The company intends to pay the balance of the salaries on Monday.
“As at the issuing of this communication, the necessary funding to enable SAA to pay salaries has not been finalised. However, SAA understands that employees have to fulfil their financial commitments. In the interim, our cash position has improved so we can pay the salaries as indicated,” said the notice, BusinessLIVE reported.
SAA, which last week suffered the effect of a strike that grounded operations and reduced revenue, has also been unable to raise working capital to fund operations. While the National Treasury has provided a R5.5bn bailout, that is strictly tied to the repayment of short-term debt. The Treasury also agreed to repay R9.2bn of historic debt over the next three years.

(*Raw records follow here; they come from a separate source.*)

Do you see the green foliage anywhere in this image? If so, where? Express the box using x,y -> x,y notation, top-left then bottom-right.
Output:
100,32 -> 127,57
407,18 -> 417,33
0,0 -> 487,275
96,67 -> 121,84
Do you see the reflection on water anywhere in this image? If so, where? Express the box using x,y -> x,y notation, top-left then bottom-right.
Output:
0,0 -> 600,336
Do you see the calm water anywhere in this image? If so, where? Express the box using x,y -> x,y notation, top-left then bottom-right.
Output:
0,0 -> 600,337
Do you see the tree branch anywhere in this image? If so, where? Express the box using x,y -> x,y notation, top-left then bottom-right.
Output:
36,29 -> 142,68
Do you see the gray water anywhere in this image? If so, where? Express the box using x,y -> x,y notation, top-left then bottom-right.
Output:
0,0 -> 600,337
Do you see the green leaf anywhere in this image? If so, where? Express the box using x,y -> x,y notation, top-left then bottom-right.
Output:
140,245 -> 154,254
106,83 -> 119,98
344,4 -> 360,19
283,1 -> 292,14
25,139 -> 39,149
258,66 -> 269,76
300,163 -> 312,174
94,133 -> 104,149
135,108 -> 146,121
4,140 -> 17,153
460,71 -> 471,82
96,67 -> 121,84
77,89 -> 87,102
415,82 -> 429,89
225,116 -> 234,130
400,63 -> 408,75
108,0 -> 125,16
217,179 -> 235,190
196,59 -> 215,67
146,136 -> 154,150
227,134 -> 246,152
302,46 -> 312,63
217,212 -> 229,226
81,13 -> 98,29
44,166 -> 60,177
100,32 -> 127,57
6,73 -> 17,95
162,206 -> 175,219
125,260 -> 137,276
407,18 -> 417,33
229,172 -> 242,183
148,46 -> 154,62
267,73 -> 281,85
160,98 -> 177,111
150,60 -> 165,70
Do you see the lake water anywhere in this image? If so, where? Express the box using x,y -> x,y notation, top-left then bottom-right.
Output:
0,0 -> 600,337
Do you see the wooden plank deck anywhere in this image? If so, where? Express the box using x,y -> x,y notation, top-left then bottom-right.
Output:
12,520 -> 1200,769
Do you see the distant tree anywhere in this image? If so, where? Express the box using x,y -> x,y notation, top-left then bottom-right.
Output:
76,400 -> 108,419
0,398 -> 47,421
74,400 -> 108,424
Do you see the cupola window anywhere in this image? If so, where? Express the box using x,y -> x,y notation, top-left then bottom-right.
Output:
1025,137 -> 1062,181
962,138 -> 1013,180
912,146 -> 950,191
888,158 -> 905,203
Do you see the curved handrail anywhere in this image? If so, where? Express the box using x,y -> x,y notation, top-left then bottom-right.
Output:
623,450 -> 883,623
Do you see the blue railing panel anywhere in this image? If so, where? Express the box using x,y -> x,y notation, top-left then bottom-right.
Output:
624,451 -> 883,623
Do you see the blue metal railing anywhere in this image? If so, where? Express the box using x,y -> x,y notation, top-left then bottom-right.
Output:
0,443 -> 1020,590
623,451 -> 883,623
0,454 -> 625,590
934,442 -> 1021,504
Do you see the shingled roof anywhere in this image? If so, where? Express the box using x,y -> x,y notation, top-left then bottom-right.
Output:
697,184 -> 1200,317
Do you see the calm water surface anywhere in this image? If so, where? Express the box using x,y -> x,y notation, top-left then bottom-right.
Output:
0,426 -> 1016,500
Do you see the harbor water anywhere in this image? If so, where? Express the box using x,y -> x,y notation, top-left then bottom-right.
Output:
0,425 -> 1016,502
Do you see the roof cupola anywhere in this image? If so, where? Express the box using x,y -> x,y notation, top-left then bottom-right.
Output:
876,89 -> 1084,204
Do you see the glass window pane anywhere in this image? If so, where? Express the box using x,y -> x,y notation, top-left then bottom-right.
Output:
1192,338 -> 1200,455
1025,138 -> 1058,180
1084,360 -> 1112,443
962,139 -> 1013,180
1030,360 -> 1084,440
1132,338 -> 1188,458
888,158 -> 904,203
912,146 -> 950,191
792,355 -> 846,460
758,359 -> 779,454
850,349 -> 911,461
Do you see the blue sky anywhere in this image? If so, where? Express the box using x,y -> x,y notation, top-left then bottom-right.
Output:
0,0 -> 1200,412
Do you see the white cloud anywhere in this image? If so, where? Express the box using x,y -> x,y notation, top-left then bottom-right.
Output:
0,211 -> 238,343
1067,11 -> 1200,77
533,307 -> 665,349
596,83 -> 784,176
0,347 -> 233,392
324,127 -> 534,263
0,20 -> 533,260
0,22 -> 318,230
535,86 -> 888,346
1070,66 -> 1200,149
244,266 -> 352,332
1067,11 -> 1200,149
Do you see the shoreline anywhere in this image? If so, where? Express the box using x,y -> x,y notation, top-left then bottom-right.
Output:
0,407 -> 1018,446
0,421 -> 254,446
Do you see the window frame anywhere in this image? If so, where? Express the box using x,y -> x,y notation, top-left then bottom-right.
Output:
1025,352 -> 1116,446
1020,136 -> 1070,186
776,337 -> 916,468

But to continue operations, the airline needs to raise at least R2bn from commercial banks for which it requires a full loan guarantee from the government. This has not been forthcoming.
In a bid to bolster SAA’s management capacity, public enterprises minister Pravin Gordhan last week appointed the acting chair of the board, Thandeka Mgoduso, as the executive chair for two months.
SAA has not had a permanent CEO since June when Vuyani Jarana resigned or a permanent board chair since July. Zuks Ramasia has been acting CEO since Jarana’s departure.
In a letter to Mgoduso, Gordhan said that he acknowledged the executive team “is doing their best in dealing with the myriad of challenges the company [is facing] and that the appointment of a permanent CEO has not been finalised”, adding that he is “of the view it is in the best interests of SAA that you assume the role of interim executive chair”.
Mgoduso is one of the longer serving members of the SAA board and was first appointed in 2016. She has a background in freight logistics and has served as a director for several large companies.